ScalableBloomFilter — Auto-Growing

Automatically creates new filter slices when the current one fills up, so the false-positive rate stays bounded even as data grows beyond the initial capacity.

from valbloom import ScalableBloomFilter

sbf = ScalableBloomFilter(
    client, "sbf:users",
    initial_capacity=1_000,
    growth_factor=2,  # each new slice doubles in capacity
    ratio=0.9,        # each slice tightens the error rate
)

# Add millions of items — ValBloom handles the scaling
for i in range(50_000):
    await sbf.add(f"user-{i}")

Common API

All three filter types share these methods:

Method Description
add(item) Add a single item
exists(item) → bool Check membership (probabilistic)
add_many(items) Bulk add
exists_many(items) → dict Bulk check
count → int Number of items added
info() → dict Filter stats (size, fill ratio, etc.)
clear() Reset the filter
set_ttl(seconds) Set expiration on Redis keys
get_ttl() → int Get remaining TTL

CountingBloomFilter additionally supports:

Method Description
remove(item) Remove a single item
remove_many(items) Bulk remove

BloomFilter additionally supports:

Method Description
union(other, dest_key) Merge filters with BITOP OR
intersection(other, dest_key) Intersect filters with BITOP AND

How It Works

A Bloom filter uses a bit array of m bits and k independent hash functions.
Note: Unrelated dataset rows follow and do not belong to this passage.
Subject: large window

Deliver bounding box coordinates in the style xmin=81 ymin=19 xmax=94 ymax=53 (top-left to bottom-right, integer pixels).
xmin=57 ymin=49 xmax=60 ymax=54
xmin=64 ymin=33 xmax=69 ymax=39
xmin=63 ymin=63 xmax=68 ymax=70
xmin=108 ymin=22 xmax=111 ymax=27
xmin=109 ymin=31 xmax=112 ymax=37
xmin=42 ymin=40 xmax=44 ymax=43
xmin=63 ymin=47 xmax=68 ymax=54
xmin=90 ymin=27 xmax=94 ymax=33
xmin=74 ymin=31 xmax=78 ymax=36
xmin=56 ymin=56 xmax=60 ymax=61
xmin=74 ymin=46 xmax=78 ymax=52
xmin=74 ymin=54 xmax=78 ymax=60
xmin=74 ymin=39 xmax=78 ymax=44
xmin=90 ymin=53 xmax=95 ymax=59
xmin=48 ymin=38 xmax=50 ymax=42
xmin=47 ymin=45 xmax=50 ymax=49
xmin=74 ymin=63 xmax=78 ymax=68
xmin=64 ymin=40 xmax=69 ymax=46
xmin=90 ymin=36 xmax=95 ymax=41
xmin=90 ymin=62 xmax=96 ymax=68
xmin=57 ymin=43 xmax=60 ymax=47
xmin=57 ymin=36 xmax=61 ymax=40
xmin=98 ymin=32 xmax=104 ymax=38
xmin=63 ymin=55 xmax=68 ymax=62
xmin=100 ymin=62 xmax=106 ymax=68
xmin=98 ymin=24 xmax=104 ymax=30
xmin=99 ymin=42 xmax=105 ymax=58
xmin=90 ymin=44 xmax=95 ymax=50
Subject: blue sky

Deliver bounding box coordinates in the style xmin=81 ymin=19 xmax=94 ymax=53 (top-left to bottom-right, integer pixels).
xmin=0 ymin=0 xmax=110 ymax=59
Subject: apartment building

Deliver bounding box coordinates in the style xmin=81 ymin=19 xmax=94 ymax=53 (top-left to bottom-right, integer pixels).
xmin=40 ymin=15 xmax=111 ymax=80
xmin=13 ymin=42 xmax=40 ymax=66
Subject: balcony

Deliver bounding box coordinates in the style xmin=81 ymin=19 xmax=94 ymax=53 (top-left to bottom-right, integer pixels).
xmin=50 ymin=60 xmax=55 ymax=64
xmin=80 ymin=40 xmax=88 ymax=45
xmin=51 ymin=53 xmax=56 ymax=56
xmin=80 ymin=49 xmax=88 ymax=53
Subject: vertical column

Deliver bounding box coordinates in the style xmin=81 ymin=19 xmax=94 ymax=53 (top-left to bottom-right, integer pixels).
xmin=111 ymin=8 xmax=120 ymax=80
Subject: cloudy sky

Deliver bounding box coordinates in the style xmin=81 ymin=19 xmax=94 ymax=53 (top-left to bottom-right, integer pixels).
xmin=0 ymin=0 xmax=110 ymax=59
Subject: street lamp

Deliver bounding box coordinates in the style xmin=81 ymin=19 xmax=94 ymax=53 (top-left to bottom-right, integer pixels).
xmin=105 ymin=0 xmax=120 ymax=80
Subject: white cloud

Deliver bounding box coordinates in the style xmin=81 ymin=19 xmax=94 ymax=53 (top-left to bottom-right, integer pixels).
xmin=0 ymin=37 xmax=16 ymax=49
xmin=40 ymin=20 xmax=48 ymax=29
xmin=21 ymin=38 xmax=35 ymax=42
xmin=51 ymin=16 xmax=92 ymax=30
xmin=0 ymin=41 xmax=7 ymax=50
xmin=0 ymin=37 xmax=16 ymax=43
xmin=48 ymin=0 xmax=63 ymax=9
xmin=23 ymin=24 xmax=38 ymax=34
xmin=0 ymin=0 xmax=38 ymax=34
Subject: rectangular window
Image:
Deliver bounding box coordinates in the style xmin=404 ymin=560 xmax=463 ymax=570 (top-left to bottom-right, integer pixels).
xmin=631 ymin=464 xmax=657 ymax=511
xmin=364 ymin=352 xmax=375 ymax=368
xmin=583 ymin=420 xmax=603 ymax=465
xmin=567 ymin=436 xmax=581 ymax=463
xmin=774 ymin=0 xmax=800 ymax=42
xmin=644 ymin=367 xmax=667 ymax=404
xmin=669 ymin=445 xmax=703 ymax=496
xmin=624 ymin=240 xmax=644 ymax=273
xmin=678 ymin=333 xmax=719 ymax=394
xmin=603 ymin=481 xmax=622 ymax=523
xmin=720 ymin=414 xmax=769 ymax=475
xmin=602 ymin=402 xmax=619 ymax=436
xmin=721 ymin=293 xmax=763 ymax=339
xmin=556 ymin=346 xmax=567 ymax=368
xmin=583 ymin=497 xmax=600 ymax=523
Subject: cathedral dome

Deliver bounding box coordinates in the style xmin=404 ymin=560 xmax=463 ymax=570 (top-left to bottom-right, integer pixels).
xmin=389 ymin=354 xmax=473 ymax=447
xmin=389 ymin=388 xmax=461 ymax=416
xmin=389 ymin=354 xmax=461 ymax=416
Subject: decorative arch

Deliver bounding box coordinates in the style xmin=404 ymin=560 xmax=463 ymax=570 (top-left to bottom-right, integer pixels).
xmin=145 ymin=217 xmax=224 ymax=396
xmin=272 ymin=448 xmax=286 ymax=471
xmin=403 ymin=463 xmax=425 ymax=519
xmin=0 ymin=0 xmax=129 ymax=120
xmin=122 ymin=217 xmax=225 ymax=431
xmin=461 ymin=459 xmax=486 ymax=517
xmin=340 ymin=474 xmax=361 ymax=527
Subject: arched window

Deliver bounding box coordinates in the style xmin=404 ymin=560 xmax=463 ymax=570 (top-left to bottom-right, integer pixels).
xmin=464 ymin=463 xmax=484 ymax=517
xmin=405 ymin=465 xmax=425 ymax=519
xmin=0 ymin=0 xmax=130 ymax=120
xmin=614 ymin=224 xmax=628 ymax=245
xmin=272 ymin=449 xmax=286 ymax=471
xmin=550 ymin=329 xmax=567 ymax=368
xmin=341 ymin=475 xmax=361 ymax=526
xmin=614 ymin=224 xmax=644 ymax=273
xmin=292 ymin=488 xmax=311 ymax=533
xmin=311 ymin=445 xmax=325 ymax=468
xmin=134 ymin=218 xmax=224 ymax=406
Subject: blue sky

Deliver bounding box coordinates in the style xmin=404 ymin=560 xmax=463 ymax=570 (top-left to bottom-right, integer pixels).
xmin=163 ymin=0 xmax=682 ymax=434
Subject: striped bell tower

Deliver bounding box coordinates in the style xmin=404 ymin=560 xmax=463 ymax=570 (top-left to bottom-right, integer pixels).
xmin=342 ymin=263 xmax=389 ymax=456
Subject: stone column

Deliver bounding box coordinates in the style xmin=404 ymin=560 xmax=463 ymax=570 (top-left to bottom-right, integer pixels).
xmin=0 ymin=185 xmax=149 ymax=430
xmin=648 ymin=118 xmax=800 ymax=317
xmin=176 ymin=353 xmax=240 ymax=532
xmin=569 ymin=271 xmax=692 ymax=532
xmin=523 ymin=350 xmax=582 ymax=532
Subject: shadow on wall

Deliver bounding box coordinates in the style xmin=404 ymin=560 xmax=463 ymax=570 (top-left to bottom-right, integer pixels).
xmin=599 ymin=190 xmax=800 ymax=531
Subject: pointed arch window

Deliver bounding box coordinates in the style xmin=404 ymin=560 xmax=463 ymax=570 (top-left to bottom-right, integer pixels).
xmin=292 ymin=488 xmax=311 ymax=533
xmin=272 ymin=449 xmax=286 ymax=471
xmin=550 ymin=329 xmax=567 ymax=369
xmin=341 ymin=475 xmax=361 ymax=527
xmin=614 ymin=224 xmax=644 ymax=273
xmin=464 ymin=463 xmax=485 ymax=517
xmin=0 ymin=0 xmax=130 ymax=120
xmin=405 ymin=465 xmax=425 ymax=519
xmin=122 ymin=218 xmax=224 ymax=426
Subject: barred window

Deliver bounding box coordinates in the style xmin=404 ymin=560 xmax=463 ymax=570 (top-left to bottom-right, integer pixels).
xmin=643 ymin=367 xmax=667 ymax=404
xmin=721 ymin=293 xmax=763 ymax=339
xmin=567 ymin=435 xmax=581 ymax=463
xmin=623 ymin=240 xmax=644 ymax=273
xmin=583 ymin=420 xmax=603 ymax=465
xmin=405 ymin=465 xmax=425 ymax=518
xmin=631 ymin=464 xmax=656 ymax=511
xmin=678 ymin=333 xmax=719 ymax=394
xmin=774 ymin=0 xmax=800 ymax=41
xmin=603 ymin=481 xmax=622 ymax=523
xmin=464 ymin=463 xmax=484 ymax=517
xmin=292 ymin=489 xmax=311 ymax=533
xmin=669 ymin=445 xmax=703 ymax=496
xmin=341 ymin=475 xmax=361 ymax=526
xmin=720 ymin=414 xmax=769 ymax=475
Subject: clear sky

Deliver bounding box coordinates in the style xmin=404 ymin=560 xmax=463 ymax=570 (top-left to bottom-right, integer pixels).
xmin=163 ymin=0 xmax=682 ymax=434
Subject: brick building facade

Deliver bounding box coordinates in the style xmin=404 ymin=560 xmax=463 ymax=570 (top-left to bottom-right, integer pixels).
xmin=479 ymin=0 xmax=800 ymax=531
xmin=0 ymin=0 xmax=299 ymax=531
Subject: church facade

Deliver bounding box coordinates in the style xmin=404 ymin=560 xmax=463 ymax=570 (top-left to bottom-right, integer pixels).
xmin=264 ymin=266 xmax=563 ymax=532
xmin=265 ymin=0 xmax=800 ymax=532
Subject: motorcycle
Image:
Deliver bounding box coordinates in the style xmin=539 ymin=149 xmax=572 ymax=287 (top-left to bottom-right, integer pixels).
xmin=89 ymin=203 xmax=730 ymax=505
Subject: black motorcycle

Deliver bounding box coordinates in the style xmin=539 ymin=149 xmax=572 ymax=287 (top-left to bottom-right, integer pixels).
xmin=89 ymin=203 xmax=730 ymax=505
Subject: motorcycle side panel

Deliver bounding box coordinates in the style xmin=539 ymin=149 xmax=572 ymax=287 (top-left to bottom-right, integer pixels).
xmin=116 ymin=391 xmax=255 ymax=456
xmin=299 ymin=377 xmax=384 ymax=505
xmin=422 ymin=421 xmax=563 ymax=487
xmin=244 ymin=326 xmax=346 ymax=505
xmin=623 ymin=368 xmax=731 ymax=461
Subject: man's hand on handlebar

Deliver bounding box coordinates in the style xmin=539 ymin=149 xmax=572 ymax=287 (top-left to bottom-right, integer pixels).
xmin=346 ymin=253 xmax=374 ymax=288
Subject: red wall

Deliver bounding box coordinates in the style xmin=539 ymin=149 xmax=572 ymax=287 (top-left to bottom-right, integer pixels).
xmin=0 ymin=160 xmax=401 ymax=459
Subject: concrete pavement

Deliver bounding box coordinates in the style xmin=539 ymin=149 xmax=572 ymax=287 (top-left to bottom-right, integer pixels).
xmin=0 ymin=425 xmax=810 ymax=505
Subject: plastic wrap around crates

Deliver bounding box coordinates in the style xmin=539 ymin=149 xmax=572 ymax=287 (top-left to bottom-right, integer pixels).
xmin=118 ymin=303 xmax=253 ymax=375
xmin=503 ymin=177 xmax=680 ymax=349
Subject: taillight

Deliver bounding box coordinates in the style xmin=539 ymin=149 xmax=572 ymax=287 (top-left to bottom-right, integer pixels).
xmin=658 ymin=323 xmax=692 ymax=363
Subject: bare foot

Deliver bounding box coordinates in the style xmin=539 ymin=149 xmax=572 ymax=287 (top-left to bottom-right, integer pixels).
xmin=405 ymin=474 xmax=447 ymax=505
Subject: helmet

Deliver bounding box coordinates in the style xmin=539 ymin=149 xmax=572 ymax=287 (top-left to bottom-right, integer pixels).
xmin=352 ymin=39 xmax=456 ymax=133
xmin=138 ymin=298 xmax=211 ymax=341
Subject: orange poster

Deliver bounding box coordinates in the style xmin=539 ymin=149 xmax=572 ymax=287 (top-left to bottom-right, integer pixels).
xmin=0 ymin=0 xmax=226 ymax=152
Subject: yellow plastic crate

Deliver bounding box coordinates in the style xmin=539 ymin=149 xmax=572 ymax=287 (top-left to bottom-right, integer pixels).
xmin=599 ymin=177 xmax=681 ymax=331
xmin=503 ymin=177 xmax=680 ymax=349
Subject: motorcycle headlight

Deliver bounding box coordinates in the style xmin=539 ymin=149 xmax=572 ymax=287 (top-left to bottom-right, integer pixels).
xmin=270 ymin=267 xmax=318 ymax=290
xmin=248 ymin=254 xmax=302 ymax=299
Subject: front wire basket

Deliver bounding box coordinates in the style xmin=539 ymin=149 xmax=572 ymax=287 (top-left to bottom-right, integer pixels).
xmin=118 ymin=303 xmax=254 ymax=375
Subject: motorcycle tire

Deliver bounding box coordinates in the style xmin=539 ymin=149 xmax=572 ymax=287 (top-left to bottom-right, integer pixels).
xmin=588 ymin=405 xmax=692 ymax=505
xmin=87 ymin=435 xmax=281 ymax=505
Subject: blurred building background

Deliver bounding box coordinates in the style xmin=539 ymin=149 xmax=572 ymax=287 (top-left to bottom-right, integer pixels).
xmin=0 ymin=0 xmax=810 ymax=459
When adding an item, all k hash positions are set to 1. To check membership, all k positions are tested — if any is 0, the item is definitely not in the set.

ValBloom automatically computes optimal m and k from your desired capacity and error_rate:

  • Bit-array size: m = -(n × ln p) / (ln 2)²
  • Hash count: k = (m / n) × ln 2
Capacity Error Rate Memory Hashes
10,000 1% ~12 KB 7
100,000 0.1% ~180 KB 10
1,000,000 0.01% ~2.3 MB 13

When to Use Which

Use case Filter
Token blacklisting, email dedup, IP blocklisting BloomFilter
Session tracking, temporary bans (need removal) CountingBloomFilter
Unbounded growth, don't know final size ScalableBloomFilter

Development

# Install with dev dependencies
pip install -e ".[dev]"

# Run tests (uses fakeredis, no real Redis needed)
pytest tests/ -v

License

MIT

Project details


Download files

Download the file for your platform. If you're not sure which to choose, learn more about installing packages.

Source Distribution

valbloom-0.1.0.tar.gz (18.5 kB view details)

Uploaded Source

Built Distribution

If you're not sure about the file name format, learn more about wheel file names.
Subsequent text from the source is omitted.